Some further thoughts, reading this cold: perhaps I reacted too personally to Rocha's notion of spectacle, focusing on my reaction to the "news" rather than on the process of its manufacture (to which I in a tiny way contributed with various blog posts).  Regarding that manufacture, though, I think that it's possible to be too fastidious.  Our national processing of the event has been composed of myriad parts -- some sensationalist, some concerned mainly with political advantage, but many, too, that were good-faith efforts to prevent and analyze; in fact most representations, like most human work in general, were probably a mixed bag of good faith and personal agenda/professional imperative.

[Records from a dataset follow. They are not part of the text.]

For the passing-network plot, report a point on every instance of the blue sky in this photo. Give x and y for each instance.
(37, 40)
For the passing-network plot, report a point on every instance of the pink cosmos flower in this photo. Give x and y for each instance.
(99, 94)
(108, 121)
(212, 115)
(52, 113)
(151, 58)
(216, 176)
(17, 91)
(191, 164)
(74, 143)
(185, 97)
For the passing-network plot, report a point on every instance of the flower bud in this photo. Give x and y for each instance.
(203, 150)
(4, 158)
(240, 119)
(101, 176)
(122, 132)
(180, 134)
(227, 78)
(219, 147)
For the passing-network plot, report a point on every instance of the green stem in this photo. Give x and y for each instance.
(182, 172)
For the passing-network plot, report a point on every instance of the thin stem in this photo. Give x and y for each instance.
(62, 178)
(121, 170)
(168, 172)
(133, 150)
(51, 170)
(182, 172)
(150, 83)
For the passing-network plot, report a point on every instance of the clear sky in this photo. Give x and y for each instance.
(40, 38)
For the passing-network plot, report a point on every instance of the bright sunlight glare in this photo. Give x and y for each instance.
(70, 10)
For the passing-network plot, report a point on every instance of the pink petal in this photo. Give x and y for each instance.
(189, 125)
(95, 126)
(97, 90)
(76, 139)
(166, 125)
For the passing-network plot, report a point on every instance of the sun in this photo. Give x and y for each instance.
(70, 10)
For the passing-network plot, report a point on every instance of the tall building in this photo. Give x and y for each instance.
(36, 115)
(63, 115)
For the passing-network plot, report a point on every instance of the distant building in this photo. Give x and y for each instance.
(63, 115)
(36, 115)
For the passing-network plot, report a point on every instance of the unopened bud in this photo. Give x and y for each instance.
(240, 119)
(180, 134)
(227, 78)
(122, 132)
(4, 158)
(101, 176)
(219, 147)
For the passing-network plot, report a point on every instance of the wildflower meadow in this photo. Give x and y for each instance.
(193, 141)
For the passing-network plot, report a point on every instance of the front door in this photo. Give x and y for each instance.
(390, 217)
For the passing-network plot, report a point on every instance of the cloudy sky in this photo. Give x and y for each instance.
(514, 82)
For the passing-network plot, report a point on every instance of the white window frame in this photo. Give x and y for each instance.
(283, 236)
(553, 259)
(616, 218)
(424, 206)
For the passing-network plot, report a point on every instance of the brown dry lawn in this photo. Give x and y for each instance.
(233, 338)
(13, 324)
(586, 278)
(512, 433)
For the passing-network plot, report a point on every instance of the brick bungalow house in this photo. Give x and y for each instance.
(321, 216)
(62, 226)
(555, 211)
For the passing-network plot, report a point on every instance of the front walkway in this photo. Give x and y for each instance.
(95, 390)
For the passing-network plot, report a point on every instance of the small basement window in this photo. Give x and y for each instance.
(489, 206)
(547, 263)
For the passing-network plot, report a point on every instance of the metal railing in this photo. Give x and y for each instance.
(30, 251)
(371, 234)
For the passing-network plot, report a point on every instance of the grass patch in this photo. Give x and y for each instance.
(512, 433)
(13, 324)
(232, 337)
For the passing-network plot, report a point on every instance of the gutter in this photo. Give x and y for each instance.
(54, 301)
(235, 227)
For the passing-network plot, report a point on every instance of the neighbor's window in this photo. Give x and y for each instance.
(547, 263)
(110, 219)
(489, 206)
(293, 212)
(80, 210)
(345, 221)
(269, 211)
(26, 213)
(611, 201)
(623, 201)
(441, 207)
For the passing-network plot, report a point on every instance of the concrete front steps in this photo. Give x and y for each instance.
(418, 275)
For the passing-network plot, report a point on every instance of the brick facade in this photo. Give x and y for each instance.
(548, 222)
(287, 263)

One complicating factor in this real-time age of ours: we had some access to unmediated elements of the story, e.g., Jared Loughner's YouTube productions -- his own spectacles that were paradoxically part of the bone and sinew of the "real" story.  And I do feel some satisfaction in having been able myself on the day of the event to take an unmediated look at at those productions without politically-tinged prejudice. If engaging in that effort was a displacement of the sheer horror we should have all felt in imagining the suffering caused by the shooting, the same might be said for most human labors.

1 comment:

  1. Hello Andrew,

    I thank you (and Andrew Sullivan) for your kind attention to my writing. There are several things I might offer other than gratitude; one of them is that I do not intend to make charges of "bad faith" in my essays. I know that the term 'lies' does seem to connote that implication, but I am really referring to the hidden, involuntary aspects that create the conditions for the spectacle---regardless of our will or intentions.

    I don't think that you reacted too personally, though. After all, I wrote in a personal tone and as a reflexive exercise. I think you have done me a great favor in showing how another person can engage in self-reflexive writing and meditation that takes the spectacle seriously without abandoning all hope to it.